Até meados dos anos de 1960 havia no Brasil uma dezena de institutos de aposentadoria e pensão, a exemplo do IAPC, IAPB e IAPI (Instituto de Aposentadoria e Pensão dos comerciários, bancários e industriários, respectivamente).
Em 1966 houve a fusão desses institutos que passaram a integrar o INPS (Instituto Nacional de Previdência Social). Em 1974 foi criado o INAMPS (Instituto Nacional de Assistência Médica e Previdência Social).
Com a crise do petróleo (1973-1980), a economia brasileira sofreu duro golpe e com ela a previdência social passou também por um período difícil, mas a solução somente veio com a Constituição de 1988.
A Constituição Cidadã instituiu a “Seguridade Social”. Em seu artigo 194 prevê direitos “A seguridade social compreende um conjunto integrado de ações de iniciativa dos Poderes Públicos e da sociedade, destinadas a assegurar os direitos relativos à saúde, à previdência e à assistência social”. O artigo 195 aponta as fontes de recursos necessários para o provimento da previdência “A seguridade social será financiada por toda a sociedade, de forma direta e indireta, nos termos da lei, mediante recursos provenientes dos orçamentos da União, dos Estados, do Distrito Federal e dos Municípios...”
Com a regulamentação desses artigos foram criados tanto os órgãos de proteção como os mecanismos de contribuições para sustentar o sistema. Para proteção da Seguridade Social, foi criado o SUS, Sistema Único de Saúde, o SUAS, Sistema Único de Assistência Social e a Previdência Social para atender as aposentadorias, auxílio doença, invalidez, reclusão e proteção à maternidade e ao desempregado. Para a sustentação do sistema são empregados os recursos advindos da contribuição do empregador e do empregado, o COFINS (Contribuição para Financiamento da Seguridade Social), a receita de concursos de prognósticos (inclui todas as loterias e apostas), imposto sobre importação de serviços do exterior, PIS e PASEP (Programas de Integração Social e de Formação do Patrimônio do Servidor Público).
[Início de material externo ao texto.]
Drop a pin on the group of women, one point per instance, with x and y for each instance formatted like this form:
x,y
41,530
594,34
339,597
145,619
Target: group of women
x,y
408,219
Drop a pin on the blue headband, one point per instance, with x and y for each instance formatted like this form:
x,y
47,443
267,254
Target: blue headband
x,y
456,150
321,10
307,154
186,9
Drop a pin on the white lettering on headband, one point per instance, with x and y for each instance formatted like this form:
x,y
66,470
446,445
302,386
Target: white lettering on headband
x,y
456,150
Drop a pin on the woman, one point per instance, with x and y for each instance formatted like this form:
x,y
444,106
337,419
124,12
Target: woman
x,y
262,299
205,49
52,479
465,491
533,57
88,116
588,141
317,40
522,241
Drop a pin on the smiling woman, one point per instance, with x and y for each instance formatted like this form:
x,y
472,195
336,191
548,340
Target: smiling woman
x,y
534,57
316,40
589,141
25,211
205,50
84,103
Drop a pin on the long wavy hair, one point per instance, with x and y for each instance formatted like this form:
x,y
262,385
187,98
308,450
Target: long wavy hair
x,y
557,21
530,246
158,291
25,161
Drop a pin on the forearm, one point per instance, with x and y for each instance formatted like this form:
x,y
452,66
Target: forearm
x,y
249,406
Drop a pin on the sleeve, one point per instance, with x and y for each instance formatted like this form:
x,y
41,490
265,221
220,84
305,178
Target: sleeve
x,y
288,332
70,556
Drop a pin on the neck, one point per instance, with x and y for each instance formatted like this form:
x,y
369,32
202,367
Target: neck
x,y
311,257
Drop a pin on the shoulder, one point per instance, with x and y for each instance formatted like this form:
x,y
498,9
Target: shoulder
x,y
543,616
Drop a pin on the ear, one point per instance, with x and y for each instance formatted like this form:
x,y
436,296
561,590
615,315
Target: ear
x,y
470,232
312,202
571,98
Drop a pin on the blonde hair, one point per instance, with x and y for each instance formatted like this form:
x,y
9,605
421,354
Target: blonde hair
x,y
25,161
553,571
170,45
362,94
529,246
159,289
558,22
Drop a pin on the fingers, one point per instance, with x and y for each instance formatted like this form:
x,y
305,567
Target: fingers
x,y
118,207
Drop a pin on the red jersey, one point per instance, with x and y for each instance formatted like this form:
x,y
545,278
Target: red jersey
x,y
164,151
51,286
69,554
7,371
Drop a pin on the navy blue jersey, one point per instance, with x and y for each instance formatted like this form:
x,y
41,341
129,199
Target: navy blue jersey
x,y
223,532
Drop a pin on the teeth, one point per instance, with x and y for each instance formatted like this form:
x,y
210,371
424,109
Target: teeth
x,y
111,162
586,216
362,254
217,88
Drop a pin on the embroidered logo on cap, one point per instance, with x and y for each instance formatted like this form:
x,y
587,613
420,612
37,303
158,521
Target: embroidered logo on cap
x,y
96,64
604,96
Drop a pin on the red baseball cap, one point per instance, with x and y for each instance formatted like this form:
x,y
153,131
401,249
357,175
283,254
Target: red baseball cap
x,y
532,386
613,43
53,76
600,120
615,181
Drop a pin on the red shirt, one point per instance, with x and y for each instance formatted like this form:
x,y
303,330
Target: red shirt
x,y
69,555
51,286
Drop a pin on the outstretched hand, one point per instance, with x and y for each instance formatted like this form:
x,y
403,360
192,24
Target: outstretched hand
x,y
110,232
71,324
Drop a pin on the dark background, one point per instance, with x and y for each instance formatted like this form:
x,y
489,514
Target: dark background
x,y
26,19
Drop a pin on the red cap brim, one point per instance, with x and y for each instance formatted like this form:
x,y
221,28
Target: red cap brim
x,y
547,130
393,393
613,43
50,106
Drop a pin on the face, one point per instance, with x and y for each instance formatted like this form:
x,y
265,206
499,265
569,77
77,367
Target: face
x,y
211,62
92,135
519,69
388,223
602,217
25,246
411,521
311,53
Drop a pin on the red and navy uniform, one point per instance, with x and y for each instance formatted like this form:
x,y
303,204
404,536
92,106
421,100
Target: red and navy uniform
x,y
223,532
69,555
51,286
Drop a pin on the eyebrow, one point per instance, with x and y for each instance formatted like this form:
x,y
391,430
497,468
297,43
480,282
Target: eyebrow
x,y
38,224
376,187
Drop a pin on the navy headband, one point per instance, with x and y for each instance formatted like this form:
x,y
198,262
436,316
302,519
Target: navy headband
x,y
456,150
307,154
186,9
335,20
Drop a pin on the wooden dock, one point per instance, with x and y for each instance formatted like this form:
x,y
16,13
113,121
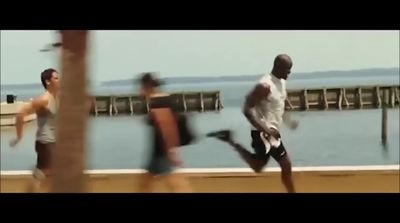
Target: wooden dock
x,y
362,97
135,105
346,98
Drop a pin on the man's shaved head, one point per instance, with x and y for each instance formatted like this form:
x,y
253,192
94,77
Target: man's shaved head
x,y
282,66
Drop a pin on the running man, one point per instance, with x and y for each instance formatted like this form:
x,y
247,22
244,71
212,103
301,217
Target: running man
x,y
264,108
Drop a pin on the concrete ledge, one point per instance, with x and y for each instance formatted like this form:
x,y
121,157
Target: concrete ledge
x,y
331,179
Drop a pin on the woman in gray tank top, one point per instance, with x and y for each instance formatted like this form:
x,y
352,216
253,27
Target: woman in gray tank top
x,y
45,107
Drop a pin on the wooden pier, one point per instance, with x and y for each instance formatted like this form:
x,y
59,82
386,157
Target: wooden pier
x,y
362,97
135,105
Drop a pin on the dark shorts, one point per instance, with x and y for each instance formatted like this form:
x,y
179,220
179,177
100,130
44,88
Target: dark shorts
x,y
160,166
43,151
261,151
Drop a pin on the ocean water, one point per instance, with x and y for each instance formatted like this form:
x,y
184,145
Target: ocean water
x,y
324,138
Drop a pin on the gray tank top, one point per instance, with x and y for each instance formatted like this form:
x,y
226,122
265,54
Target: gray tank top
x,y
46,120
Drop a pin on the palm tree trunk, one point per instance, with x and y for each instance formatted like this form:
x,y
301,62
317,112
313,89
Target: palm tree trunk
x,y
69,154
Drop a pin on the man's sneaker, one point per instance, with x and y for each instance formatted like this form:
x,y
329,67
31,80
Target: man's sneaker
x,y
224,135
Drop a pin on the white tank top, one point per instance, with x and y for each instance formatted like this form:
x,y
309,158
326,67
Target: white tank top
x,y
271,109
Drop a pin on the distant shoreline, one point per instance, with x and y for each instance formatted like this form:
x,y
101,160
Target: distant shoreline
x,y
252,77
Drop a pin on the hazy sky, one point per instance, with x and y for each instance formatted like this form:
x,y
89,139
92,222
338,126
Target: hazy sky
x,y
122,54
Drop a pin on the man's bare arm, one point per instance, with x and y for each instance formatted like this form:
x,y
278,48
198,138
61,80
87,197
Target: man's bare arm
x,y
27,109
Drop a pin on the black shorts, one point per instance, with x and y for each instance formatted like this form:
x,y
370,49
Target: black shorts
x,y
260,150
43,151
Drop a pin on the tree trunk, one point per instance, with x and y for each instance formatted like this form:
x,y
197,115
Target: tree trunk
x,y
69,155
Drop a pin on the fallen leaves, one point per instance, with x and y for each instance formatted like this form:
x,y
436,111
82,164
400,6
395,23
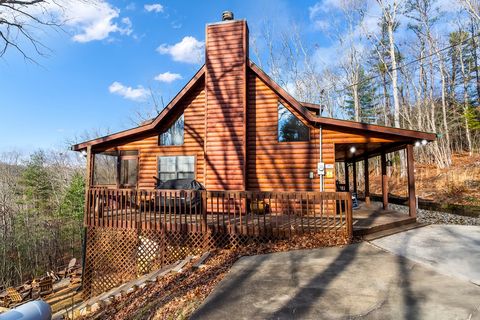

Com esses impostos e contribuições está comprovado que a Seguridade Social é superavitária. A Associação Nacional dos Auditores Fiscais da Receita Federal (ANFIP) afirma categoricamente que não há déficit na previdência, o que ocorre é que o governo deixa de contabilizar receitas e acrescenta despesas que levam ao rombo. A explicação dessa deturpação das contas da previdência foi detalhada em uma CPI concluída neste mês de novembro em que o seu presidente Hélio José (PROS-DF) explica que em 1991 FHC editou uma medida provisória acabando com a possibilidade de “compensação financeira” entre o tripé da previdência: saúde, previdência e assistência social. Pior, em 1994, uma emenda constitucional promoveu a Desvinculação das Receitas da União (DRU), permitindo ao governo mexer livremente em 30% do Orçamento, afetando diretamente as contribuições da assistência. Trocando em miúdos, parte do dinheiro da Seguridade Social vai para o pagamento da dívida do tesouro.
Para arcar com as despesas da Seguridade Social, ao invés da proposta governamental de sobrecarregar ainda mais o trabalhador, o relatório da CPI sugere, dentre outros ordenamentos, uma Emenda Constitucional recriando o Conselho Nacional de Seguridade Social e o fim da Desvinculação das Receitas da União, no que diz respeito à Seguridade.
Fica evidenciado que existem outros caminhos para dar sustentabilidade à Seguridade Social, o ajuste deve passar pela recomposição das receitas originariamente previstas pela Constituição de 1988 e não no aumento da contribuição dos trabalhadores e da elevação da idade mínima para a sua aposentadoria.
Em resumo, ao invés do terrorismo que o governo está disseminando, deveria criar mecanismos de combate às fraudes, rever as renúncias fiscais, agir com maior rigor em relação aos grandes sonegadores e fazer a economia girar empregando os 13 milhões de brasileiros que gerariam recursos extraordinários à Seguridade Social.
Estabelecer uma idade mínima para aposentadorias é penalizar ainda mais os trabalhadores pobres que, sem condições de avançarem nos estudos e havendo emprego, entram para o mercado logo que completam 16 anos, ao contrário daqueles que podem estudar até os 26 anos de idade.